As Cramer explains on his show, he mentions that AAPL should have an increase in EPS as they recognize some revenue earlier. Although perhaps true, this confirms one of my beliefs that analysts spend a lot of time on the near term EPS estimates and sometimes neglect the long term estimates. Realize that if AAPL recognizes some revenue earlier, that is revenue they would have announced later, so although it might produce a short temporary jump in EPS, at some point the upcoming EPS should be lower than expected since they won't be announcing the revenue that they would have recognized then (and instead announced it earlier). Also, some companies like to smooth earnings and although I'm unsure AAPL would do this, I don't like seeing EPS numbers that fluctuate wildly.
What about Steve Jobs?
A common argument about AAPL relates to how Steve Jobs is loved by AAPL users and so the stock should go up as he is a creative influence. Fine, I'll agree to that argument, but... if that is true, then what do you think of DIS? Why is it that when DIS announced that they were buying Marvel comics, that I don't remember hearing one interview asking Steve Jobs, "Steve, what do you think of the Punisher character and the image of him carrying a machine gun with Mickey Mouse ears"? Oh, you didn't know... I was looking at FactSet and noticed that Jobs has about $1 billion (0.6%) ownership of AAPL, but he also has about $4 BILLION (7.4%) ownership of DIS. Which company do you think I'd be concerned about if I was him? AAPL or DIS? If you like Jobs, perhaps you should buy the company he has more of, buy DIS. Analysts, next time you talk about Steve Jobs, talk about DIS, please.

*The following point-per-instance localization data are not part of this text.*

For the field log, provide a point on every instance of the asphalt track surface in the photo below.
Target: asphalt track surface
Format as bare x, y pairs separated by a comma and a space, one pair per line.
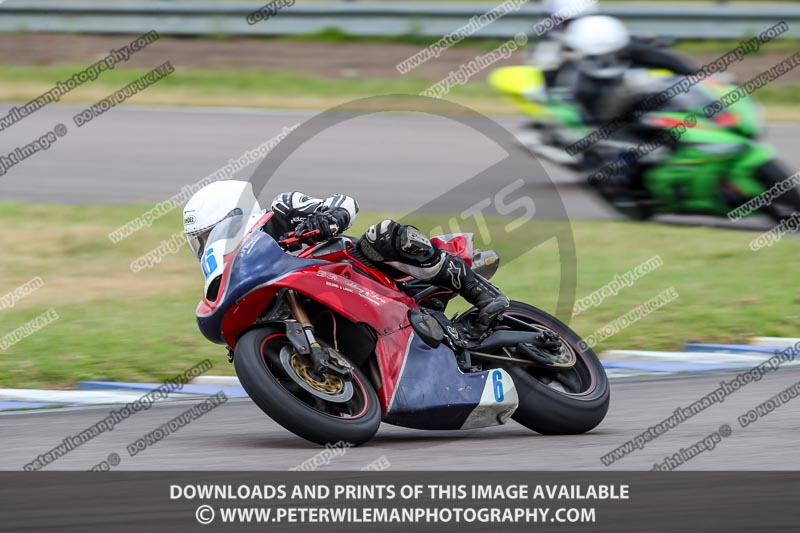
237, 436
392, 163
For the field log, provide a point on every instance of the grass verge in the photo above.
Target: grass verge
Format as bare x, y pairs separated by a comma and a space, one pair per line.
118, 325
250, 88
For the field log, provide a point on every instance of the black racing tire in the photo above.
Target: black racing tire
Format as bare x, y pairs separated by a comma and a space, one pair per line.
550, 411
253, 351
787, 204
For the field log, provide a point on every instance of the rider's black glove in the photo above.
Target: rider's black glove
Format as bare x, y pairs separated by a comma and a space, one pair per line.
329, 223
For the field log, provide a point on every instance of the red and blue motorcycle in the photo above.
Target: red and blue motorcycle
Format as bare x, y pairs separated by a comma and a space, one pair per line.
328, 344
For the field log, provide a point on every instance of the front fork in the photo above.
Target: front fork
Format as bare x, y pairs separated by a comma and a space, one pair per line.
325, 360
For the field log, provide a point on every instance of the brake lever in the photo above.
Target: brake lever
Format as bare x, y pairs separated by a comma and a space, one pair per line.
291, 239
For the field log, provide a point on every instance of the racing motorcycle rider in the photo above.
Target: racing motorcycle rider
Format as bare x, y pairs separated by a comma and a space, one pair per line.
608, 89
401, 247
555, 54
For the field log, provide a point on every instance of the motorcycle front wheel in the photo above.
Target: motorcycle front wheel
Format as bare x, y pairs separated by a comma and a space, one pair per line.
323, 409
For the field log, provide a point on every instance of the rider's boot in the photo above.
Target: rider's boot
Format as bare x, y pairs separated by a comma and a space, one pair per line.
475, 289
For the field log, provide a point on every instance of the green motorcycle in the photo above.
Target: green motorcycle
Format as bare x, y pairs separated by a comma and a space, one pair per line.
674, 158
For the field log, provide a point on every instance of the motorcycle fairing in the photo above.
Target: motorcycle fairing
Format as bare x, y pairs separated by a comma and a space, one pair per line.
432, 393
257, 262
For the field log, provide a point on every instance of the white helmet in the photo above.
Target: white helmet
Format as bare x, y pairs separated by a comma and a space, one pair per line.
220, 212
599, 39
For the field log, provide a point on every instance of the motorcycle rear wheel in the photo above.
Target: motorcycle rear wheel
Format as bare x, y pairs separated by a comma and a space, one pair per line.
257, 359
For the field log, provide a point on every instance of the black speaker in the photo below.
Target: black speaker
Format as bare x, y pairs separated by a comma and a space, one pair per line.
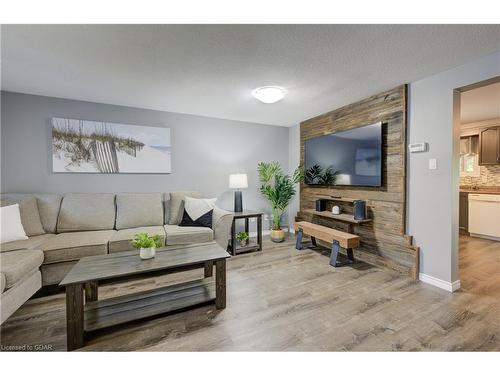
320, 205
359, 210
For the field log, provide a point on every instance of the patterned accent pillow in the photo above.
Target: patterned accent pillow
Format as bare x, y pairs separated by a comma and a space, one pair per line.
198, 207
204, 220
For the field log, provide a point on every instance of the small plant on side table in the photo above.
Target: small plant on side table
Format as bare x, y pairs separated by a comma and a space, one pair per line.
146, 244
243, 238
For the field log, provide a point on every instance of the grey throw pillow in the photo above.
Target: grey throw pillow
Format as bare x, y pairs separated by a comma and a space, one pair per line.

Yes and no. In 2007, I wrote a blog about how I thought AAPL was worth $75 and that blog went on MSN Money when it was trading around $130. The stock shot up $200 and I looked like an idiot. The stock ran down to $120 in 2008 and MSN had an article called "One Who Saw Trouble" and I felt good. Bad luck came around to me, and AAPL flew up to $190 once again, and I felt crappy. It dropped again, but it fell more than the S&P 500 and it came close to my target with a low of $78 - I felt good once again. Now, in the past year, AAPL is up at $200 and again I look dumb. So, yes, I do think AAPL is worth $80, but timing is critical with this stock. I might be wrong, I might be right, but unlike most of the 30+ analysts covering the stock with high target prices, I'll say sell/short to AAPL.